By Vijay Anand - on 18 May 2014, 9:51pm

ASRock's New Ultra M.2 Socket Performance Previewed

ASRock's Ultra M.2 socket seen up-close on the only motherboard in the world to feature this speedier socket - the ASRock Z97 Extreme6.

As reported a few days earlier, ASRock's new Ultra M.2 socket offers increased bandwidth by changing the layout of its bus lanes to bypass the Z97 PCH and connects the PCIe M.2 SSD directly to the CPU to reduce latency.  Tapping on the CPU's speedier PCIe 3.0 connection and using a wider x4 interface, the theoretical speed of Ultra M.2 socket is 32Gb/s, six times faster than PCIe x1 M.2 (5Gb/s), and three times faster than PCIe x2 M.2 (10Gb/s).
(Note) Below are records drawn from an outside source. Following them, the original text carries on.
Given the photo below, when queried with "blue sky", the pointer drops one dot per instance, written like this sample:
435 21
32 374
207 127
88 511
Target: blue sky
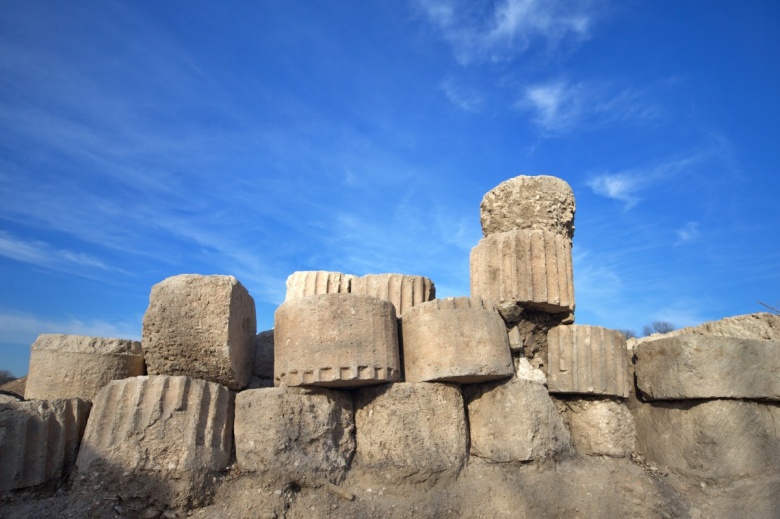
140 140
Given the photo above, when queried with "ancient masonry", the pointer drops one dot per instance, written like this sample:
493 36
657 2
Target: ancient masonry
374 374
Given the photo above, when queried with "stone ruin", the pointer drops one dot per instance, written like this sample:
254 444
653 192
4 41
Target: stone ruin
373 382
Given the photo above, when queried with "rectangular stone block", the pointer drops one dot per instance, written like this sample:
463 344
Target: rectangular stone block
531 268
600 427
707 366
312 282
713 440
295 434
587 360
74 366
410 431
157 438
515 420
402 290
39 440
201 327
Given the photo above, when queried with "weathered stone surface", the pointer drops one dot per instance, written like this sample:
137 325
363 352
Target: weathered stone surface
312 282
600 427
39 440
531 203
412 431
709 440
74 366
531 268
402 290
158 438
335 340
455 339
201 327
587 359
707 366
295 434
264 355
515 420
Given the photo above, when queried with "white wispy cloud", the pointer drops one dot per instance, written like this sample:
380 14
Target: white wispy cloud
465 98
625 186
497 31
560 106
23 328
43 254
688 232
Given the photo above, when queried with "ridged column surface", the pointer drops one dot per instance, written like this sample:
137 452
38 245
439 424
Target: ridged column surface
402 290
39 440
335 340
312 282
532 268
587 359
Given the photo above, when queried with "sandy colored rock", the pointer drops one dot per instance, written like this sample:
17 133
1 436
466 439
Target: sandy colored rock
312 282
157 439
515 420
707 366
529 203
531 268
600 427
39 440
264 355
709 440
201 327
455 339
402 290
335 340
411 431
74 366
304 435
587 360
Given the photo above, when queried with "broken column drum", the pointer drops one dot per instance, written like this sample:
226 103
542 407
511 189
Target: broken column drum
335 340
455 339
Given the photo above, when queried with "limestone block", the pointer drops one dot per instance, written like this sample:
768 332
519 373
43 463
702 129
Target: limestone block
401 290
312 282
201 327
335 340
159 436
412 431
455 339
531 203
264 355
295 434
74 366
587 359
531 268
709 440
515 420
600 427
707 366
39 440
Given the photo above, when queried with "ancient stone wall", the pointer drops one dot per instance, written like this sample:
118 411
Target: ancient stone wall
420 393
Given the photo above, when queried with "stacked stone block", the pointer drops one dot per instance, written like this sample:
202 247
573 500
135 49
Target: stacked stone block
159 437
39 440
708 405
455 339
295 434
74 366
201 327
335 340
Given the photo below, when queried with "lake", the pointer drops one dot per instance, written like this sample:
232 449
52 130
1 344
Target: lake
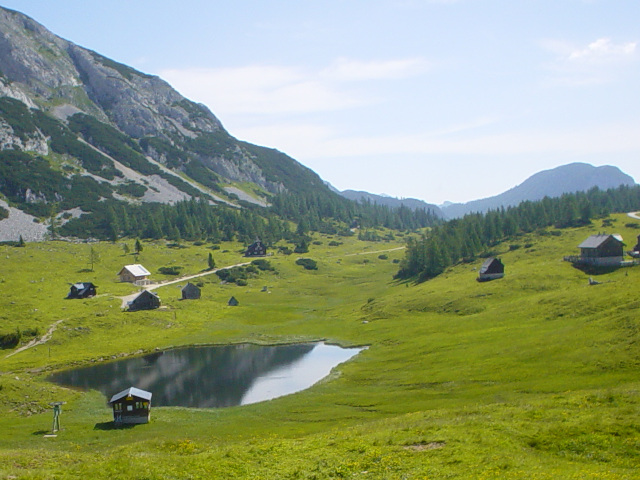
213 376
For now, the new Ultra M.2 socket is only featured on the ASRock Z97 Extreme6 motherboard. This board is part of the new slew of Intel series 9 offerings from ASRock.

For best utilization of the new Ultra M.2 socket, you'll need a M.2 form factor SSD that supports speedier transfers. Currently, the M.2 form factor officially supports PCIe 2.0 x2 interface. The only M.2. form factor SSD that will exceed this specification is the Samsung XP941 PCIe M.2 SSD which apparently operates on a draft specification of a PCIe 2.0 x4 interface. Since the ASRock motherboard's Ultra M.2 socket uses a speedier PCIe 3.0 x4 interface, enthusiasts can benefit from faster and better PCIe M.2 SSD implementations in the future. We witnessed the Ultra M.2's capability at a local ASRock motherboard launch seminar that utilized this particular Samsung M.2 SSD for demo:-

Hidden underneath the ASRock label is the Samsung XP941 PCIe M.2 form factor SSD that supports the faster PCIe 2.0 x4 transfer rate (which is still no match for the Ultra M.2's full capability).

ASRock's Ultra M.2 socket tested!

While it will take time before you can get your hands on speedier PCIe M.2 form factor SSDs such as the Samsung XP941, ASRock meanwhile assures you that the speedier and lower latency Ultra M.2 interface boosts transfer speeds on existing M.2. SSDs by up to 8%.

There's one catch to Ultra M.2 socket though - you'll have to forgo PCIe 3.0 x16 transfer rates on your PEG slot and settle for x8 transfer speeds. As pointed out earlier, the Ultra M.2 socket feeds off the PCIe 3.0 lanes supplied by the CPU and this directly impacts the throughput available for your PEG slots. Fortunately, if you plan to run a single GPU setup, the decrease in PCIe throughput is almost negligible. After all, most multi-GPU configurations already operate on PCIe x8 or even x4 transfer rates and there isn't much of a drawback. As such, it's a smart design trade off which ASRock is capitalizing to differentiate its offerings.